In Wyoming's August 19 primary, other candidates include a cook, a retired priest and a pilot.
And yes, Bill Murray would play Bryk if this were a movie.
The stolen identity thriller
Rep. Paul Ryan (Wis.) doesn't have to worry about name recognition in his district. He was the Republican vice-presidential candidate in 2012, and has many friends in high places to help him campaign. He has a 99 percent chance of winning, according to the Washington Post's Election Lab forecasting model. However, could professional protester Jeremy Ryan — the only candidate challenging the incumbent Ryan in his primary muck things up?
Jeremy Ryan, better known as Segwey Boy, has been protesting GOP policies in Wisconsin for years. And yes, he decided to run against Paul Ryan because they have the same last name.

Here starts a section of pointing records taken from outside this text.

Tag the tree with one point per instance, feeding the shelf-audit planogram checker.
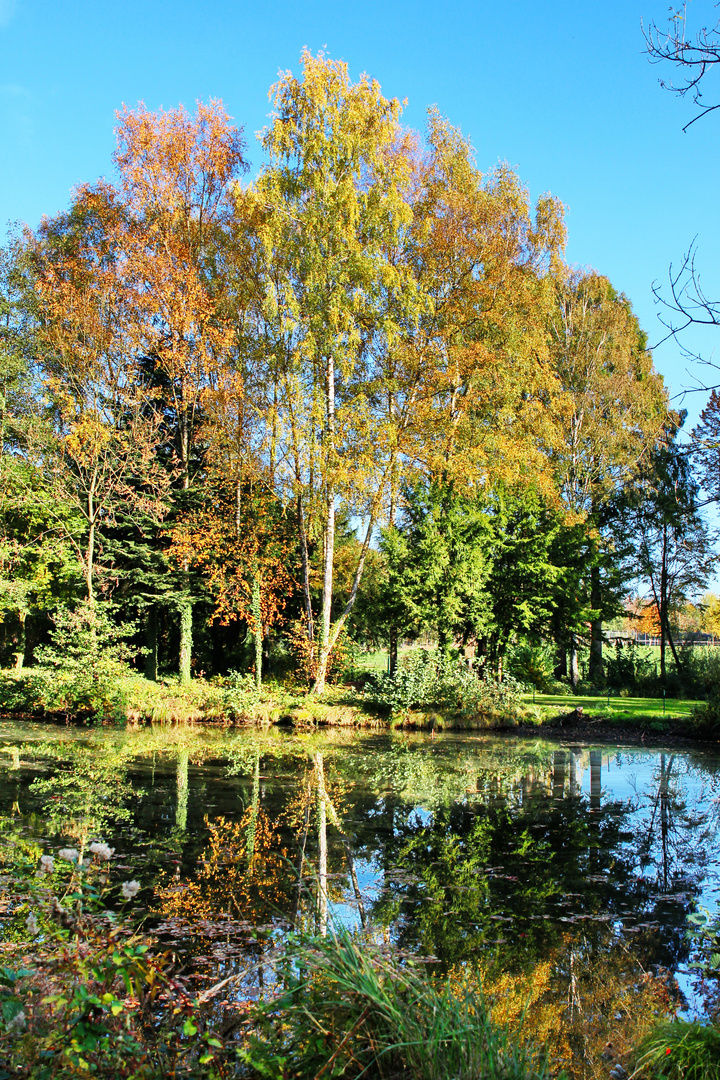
(97, 448)
(694, 57)
(674, 544)
(610, 417)
(402, 298)
(177, 174)
(335, 191)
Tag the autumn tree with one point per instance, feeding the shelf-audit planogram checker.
(610, 416)
(401, 285)
(335, 191)
(97, 447)
(675, 555)
(176, 174)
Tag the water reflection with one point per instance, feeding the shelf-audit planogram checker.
(508, 852)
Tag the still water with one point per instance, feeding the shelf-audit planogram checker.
(456, 847)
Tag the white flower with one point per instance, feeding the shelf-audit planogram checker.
(102, 850)
(131, 889)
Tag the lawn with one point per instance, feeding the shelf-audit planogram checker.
(614, 709)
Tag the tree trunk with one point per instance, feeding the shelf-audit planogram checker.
(19, 655)
(151, 638)
(90, 563)
(596, 666)
(663, 605)
(322, 847)
(182, 791)
(257, 630)
(574, 673)
(393, 650)
(185, 608)
(328, 544)
(306, 569)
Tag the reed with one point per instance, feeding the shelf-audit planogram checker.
(351, 1010)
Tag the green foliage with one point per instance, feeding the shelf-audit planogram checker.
(97, 998)
(534, 665)
(681, 1051)
(706, 933)
(433, 677)
(349, 1010)
(79, 672)
(629, 666)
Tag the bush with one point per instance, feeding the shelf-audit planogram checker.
(82, 993)
(79, 673)
(428, 678)
(629, 666)
(534, 665)
(681, 1051)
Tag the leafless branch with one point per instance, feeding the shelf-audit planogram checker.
(693, 56)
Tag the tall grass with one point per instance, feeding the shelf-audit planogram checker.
(349, 1010)
(681, 1051)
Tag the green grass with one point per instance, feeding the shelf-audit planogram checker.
(619, 709)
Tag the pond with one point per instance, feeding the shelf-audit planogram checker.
(519, 855)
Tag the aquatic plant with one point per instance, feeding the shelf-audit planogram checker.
(351, 1009)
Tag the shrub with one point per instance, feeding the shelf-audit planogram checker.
(681, 1051)
(81, 991)
(428, 678)
(534, 665)
(79, 673)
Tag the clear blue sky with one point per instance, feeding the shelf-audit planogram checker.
(560, 90)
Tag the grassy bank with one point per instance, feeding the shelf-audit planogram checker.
(236, 700)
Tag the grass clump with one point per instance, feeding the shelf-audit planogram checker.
(348, 1010)
(680, 1050)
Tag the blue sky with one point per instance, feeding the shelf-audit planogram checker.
(562, 91)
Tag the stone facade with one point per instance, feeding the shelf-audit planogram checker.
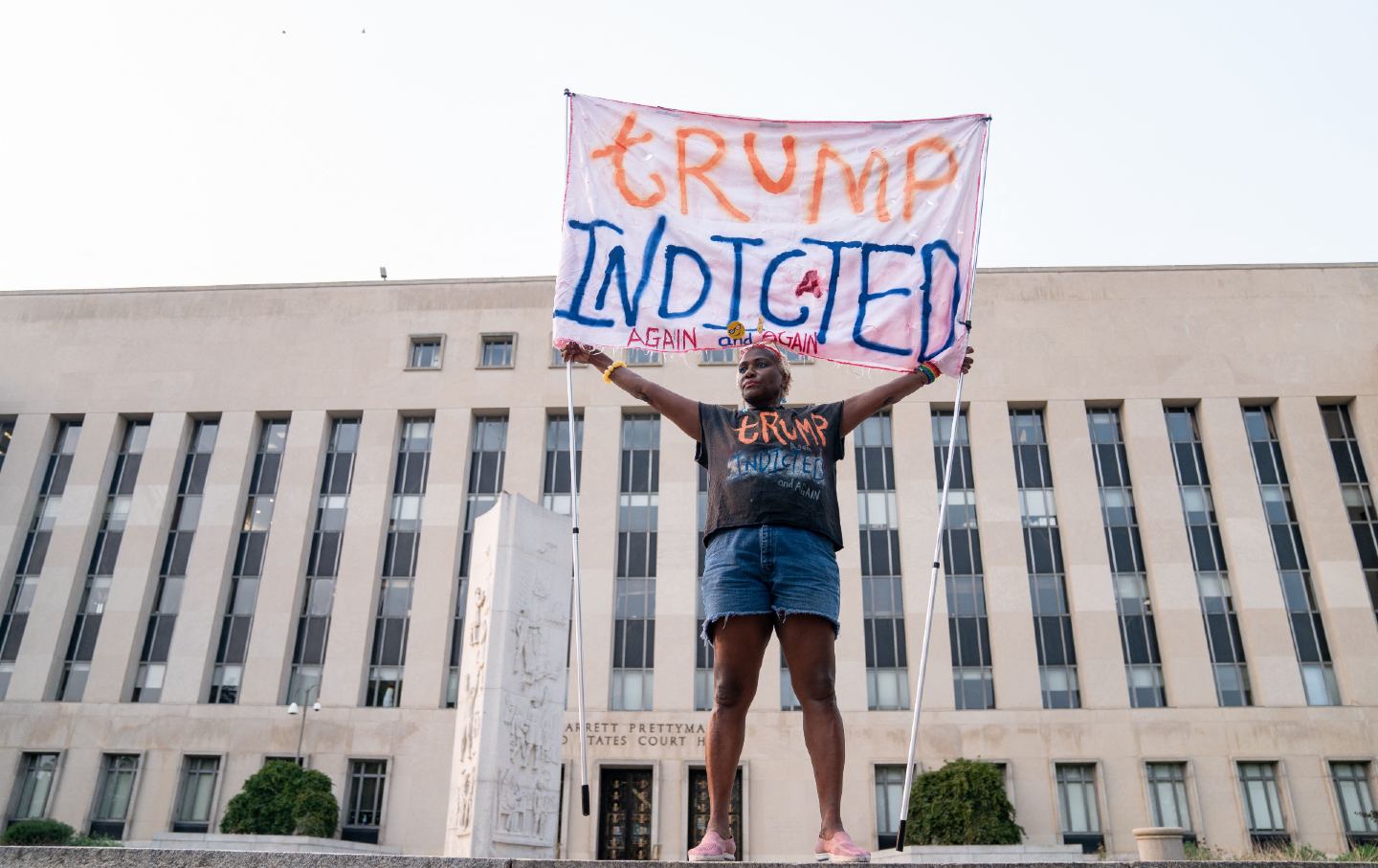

The state Republican Party originally challenged his nomination, saying that he misled voters with the "Sign Here. Legalize Marijuana" poster he held while collecting signatures to get on the ballot. The 25-year-old told the Associated Press, "It was just for marketing. It was trying to get people to come up toward me so I could tell them what I was doing and get them to sign the papers." The state's Government Accountability Board will let him stay on the ballot on Aug. 12.